Query Profile
When executing queries in Doris and encountering performance issues, it is recommended to conduct a further analysis. This document provides a comprehensive guide on how to analyze query performance in Doris.
In Doris, since profile collection introduces overhead, it is disabled by default. To perform query performance analysis, you first need to enable it by executing the following command in the MySQL Client:
set enable_profile = true;
Identifying Slow Queries with QueryID
The first step in analyzing query performance is to obtain the QueryID of the query in question. You can find the QueryID in the fe/log/fe.audit.log
log file.
For example, let's consider a specific query from TPC-H. By examining the log information, we can identify the QueryID as QueryId=704185c15570441b-98ad0634c88584f0
.
2024-08-20 14:37:23,729 [query] IClient=127.0.0.1:33570|User=root|Ctl=internal Db=regression_test_tpch_sf0_1_p1I|State=EOF|ErrorCode=0|ErrorMessage=|Time(ms)=153|ScanBytes=0|ScanRows=0|ReturnRows=1|StmtId=1191|QueryId=704185c15570441b-98ad0634c88584f0|IsQuery=true|isNereids=true|feIp=168.45.0.1|StmtType=SELECT|Stmt=SELECT sum(l_extendedprice) / 7.0 AS avg_yearly FROM lineitem, part WHERE p_partkey = l_partkey AND p_brand_ "Brand#23" AND p_container = "MED BOX" AND l_quantity < ( SELECT 0.2*avg(l_quantity) FROM lineitem WHERE l_partkey= p_partkey) |CpuTimeMS=401ShuffleSendBytes=0|ShuffleSendRows=0|SqlHash=ес2e14fac69b9711dc305e218f1e94b8|peakMemoryBytes=33792|SqlDigest=|cloudClusterName=UNKNOWN|TraceId=|WcorkloadGroup=normal|FuzzyVariables=|scanBytesFromLocalStorage=0|scanBytesFromRemoteStorage=0
Analyzing Query Performance using Profile
After obtaining the QueryID, you can retrieve the Profile details by accessing the corresponding FE's WebUI. For example, by visiting the link http://{fe_ip}:{http_port}/QueryProfile/704185c15570441b-98ad0634c88584f0
, you can view the Profile information.
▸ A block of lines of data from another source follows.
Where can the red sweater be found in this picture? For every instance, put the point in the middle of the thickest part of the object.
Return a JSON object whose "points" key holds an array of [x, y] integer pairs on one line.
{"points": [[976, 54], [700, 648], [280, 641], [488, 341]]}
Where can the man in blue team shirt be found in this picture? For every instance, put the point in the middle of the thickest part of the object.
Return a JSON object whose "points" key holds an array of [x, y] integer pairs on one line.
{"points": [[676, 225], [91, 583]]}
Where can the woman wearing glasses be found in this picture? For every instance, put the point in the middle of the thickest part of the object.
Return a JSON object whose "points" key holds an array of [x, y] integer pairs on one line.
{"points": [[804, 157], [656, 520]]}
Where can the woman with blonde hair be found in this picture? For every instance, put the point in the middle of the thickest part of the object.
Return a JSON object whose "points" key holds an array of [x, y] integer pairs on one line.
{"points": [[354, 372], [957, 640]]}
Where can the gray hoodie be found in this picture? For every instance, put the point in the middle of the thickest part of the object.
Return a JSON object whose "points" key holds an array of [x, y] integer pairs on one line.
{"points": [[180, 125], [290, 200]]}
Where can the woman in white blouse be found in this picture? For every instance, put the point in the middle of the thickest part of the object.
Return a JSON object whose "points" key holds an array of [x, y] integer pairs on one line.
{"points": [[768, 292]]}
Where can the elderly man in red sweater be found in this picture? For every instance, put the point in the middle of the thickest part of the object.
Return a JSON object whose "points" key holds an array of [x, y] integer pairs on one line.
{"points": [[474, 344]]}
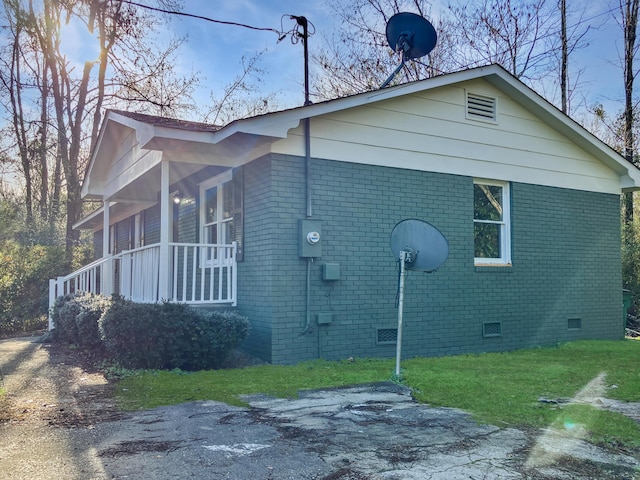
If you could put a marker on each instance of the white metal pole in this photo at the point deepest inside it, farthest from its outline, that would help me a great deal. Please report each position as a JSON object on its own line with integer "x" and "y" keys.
{"x": 400, "y": 305}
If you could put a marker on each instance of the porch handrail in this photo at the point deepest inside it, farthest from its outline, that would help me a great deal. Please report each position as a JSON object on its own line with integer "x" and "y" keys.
{"x": 85, "y": 279}
{"x": 198, "y": 274}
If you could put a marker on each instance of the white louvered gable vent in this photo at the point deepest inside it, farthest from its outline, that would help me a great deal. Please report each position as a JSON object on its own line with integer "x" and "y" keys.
{"x": 481, "y": 107}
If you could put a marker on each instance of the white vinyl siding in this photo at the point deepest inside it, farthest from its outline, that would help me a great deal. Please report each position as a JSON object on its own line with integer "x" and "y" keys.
{"x": 430, "y": 131}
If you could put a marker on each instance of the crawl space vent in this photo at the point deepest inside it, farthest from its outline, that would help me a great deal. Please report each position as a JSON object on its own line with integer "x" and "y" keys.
{"x": 574, "y": 323}
{"x": 386, "y": 335}
{"x": 480, "y": 107}
{"x": 492, "y": 329}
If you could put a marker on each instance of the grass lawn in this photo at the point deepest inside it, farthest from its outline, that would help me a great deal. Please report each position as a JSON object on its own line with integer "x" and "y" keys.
{"x": 499, "y": 388}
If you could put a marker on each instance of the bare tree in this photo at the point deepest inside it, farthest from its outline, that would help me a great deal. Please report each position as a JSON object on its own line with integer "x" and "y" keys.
{"x": 56, "y": 112}
{"x": 629, "y": 23}
{"x": 511, "y": 33}
{"x": 239, "y": 99}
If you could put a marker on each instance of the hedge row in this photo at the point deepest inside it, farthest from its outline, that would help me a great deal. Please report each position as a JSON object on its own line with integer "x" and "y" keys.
{"x": 151, "y": 336}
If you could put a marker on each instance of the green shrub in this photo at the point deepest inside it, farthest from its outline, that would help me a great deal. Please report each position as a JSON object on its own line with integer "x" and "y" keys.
{"x": 92, "y": 307}
{"x": 169, "y": 335}
{"x": 24, "y": 283}
{"x": 65, "y": 311}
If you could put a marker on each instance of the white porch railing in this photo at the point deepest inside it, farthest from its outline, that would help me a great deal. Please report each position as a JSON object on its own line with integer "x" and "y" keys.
{"x": 198, "y": 274}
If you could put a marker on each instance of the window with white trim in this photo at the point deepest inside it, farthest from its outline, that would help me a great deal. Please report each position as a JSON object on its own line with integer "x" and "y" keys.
{"x": 216, "y": 212}
{"x": 491, "y": 222}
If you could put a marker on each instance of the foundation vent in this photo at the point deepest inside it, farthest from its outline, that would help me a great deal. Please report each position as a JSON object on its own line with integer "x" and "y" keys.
{"x": 574, "y": 323}
{"x": 492, "y": 329}
{"x": 386, "y": 336}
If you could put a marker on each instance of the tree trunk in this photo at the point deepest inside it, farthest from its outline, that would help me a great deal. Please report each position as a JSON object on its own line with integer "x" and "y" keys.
{"x": 630, "y": 15}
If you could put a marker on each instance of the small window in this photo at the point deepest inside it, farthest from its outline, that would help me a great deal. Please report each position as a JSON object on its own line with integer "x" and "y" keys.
{"x": 491, "y": 224}
{"x": 481, "y": 107}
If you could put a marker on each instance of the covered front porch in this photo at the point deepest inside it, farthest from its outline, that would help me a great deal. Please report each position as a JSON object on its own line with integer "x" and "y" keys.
{"x": 190, "y": 273}
{"x": 171, "y": 222}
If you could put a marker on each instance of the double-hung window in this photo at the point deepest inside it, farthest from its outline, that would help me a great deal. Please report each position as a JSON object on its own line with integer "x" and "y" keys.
{"x": 491, "y": 222}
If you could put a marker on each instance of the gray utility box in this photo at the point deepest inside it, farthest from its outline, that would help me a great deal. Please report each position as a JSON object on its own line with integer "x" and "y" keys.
{"x": 331, "y": 271}
{"x": 310, "y": 238}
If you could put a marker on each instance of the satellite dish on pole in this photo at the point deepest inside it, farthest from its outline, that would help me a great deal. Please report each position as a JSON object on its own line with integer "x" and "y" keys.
{"x": 411, "y": 35}
{"x": 418, "y": 246}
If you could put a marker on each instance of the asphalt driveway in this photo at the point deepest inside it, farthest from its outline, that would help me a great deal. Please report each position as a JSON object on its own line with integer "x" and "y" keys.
{"x": 58, "y": 422}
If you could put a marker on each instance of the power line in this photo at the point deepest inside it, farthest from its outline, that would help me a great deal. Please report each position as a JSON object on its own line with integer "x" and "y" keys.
{"x": 201, "y": 17}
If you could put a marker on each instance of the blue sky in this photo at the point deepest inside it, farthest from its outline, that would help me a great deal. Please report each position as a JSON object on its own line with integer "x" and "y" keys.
{"x": 216, "y": 50}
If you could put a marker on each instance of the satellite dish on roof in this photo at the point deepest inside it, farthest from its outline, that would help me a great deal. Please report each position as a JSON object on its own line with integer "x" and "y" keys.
{"x": 418, "y": 246}
{"x": 411, "y": 35}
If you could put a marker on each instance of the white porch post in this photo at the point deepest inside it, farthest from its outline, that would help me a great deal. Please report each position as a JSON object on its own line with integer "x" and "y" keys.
{"x": 52, "y": 300}
{"x": 106, "y": 287}
{"x": 163, "y": 278}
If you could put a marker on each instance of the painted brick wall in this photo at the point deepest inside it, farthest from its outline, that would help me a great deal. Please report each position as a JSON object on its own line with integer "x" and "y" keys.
{"x": 255, "y": 272}
{"x": 565, "y": 249}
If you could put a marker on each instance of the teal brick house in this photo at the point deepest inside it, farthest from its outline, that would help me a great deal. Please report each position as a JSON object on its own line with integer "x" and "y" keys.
{"x": 287, "y": 218}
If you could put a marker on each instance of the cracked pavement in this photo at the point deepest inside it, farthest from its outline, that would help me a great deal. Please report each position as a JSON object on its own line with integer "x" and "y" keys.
{"x": 58, "y": 423}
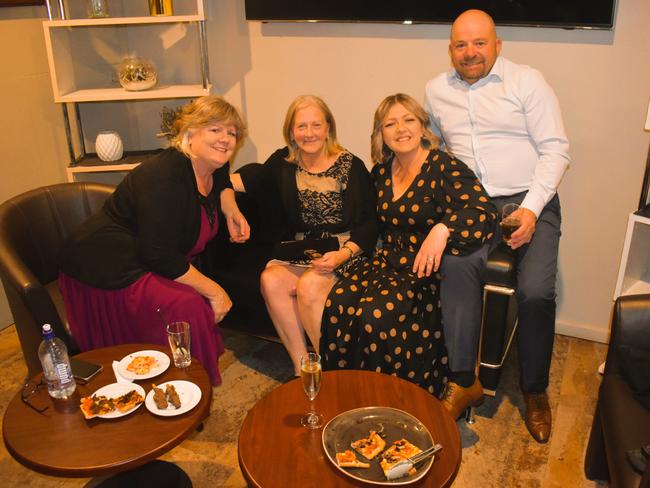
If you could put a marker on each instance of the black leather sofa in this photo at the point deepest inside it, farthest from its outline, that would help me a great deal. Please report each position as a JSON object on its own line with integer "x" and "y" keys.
{"x": 33, "y": 227}
{"x": 237, "y": 267}
{"x": 621, "y": 422}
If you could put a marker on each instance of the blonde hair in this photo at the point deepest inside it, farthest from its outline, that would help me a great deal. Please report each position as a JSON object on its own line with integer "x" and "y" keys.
{"x": 332, "y": 145}
{"x": 379, "y": 151}
{"x": 200, "y": 113}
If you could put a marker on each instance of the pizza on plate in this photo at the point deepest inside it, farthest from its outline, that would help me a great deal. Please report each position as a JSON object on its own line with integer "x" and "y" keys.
{"x": 128, "y": 401}
{"x": 398, "y": 451}
{"x": 96, "y": 405}
{"x": 347, "y": 459}
{"x": 141, "y": 364}
{"x": 369, "y": 446}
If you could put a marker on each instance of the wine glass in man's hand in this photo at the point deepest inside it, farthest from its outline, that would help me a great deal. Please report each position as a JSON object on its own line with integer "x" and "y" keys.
{"x": 509, "y": 222}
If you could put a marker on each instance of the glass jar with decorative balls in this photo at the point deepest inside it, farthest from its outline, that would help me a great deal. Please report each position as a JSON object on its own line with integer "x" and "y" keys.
{"x": 136, "y": 74}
For more detailed information, you can download the profile_704185c15570441b-98ad0634c88584f0.txt
file.
Profile File Structure
The Profile file consists of several main sections:
Basic Query Information: Includes ID, timestamp, database, etc.
SQL Statement and Execution Plan.
FE Time Breakdown (Plan Time, Schedule Time, etc.).
BE Operator Execution Times: Breakdown of each Operator's execution time (Merged Profile, Execution Profile, and each PipelineTask within Execution Profile).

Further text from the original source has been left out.